Toshiba 32CV711B review

The 32CV711B's solid feature set, and aggressive pricing make it a decent option as a second-room TV

Toshiba 32CV711B
Toshiba's solid feature set and aggressive price make it an ideal 2nd room set

Toshiba 32cv711b

The 32CV711B's price-busting remit chimes nicely with the current state of the economy and it is passably attractive, if rather flimsily put together. But there are early signs of price-induced corner cutting as a hunt for connections throws up, among other things, a mere two HDMIs, and no Ethernet port.

It's not all bad connection news, though, as the set does carry a D-Sub PC input and a USB for music and photo playback.

The 32CV711B impresses with some aspects of its features too, particularly its delivery of a really pretty potent colour management system. But it also falls short in one or two areas, notably its lack of motion processing, its mere HD ready resolution, and lack of Freeview HD tuner.

Pictures seem tailor-made for second room use, emphasising brightness and colour saturations at the expense of some of the subtleties you might be looking out for on a main TV.However, while pictures are mostly quite satisfying, there are colour flaws, motion problems, and worst of all, backlight inconsistencies, the latter of which can at times be really distracting.

The 32CV711B hardly covers itself in glory with its audio, either, which is unusually weedy, even by the typically uninspiring standards of cheap LCD TVs.

The net result of all this is that the 32CV711B isn't the awesome, all-conquering bargain it might first appear, but might still give decent service as a second-room set.

We liked

If you can see past the 32CV711B's rather unimpressive build quality, it's not a bad looking set for its money. Its pictures are bright and colourful and it's great to find such a cheap set able to play photos and music from USB devices. Plus, of course, it's cheap.

We disliked

It's a shame there are only two HDMIs on the 32CV711B, and that the set doesn't have a Freeview HD tuner. Backlight inconsistencies damage dark scenes too, HD pictures could look sharper and there's obvious motion blur, especially with standard-definition sources.

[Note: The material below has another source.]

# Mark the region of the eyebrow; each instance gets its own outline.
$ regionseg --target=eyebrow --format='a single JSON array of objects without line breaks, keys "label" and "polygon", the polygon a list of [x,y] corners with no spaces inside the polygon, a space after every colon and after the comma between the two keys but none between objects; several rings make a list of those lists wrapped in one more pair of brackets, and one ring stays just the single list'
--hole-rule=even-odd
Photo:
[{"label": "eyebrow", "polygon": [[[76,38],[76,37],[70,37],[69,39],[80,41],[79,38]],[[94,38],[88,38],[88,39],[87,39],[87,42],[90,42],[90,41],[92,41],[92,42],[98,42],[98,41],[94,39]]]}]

The 32CV711B offers far more set up flexibility than your average cheap and cheerful TV, but also suffers from two predictable flaws: wince-inducingly underpowered audio and some very noticeable backlight consistency problems.

Its colours and detailing lack subtlety too, and the set's connections only include two HDMIs. However, at least the picture is bright and colourful, facts that join with the set's solid multimedia features and aggressive price in making the 32CV711B a potentially decent option as a second-room TV.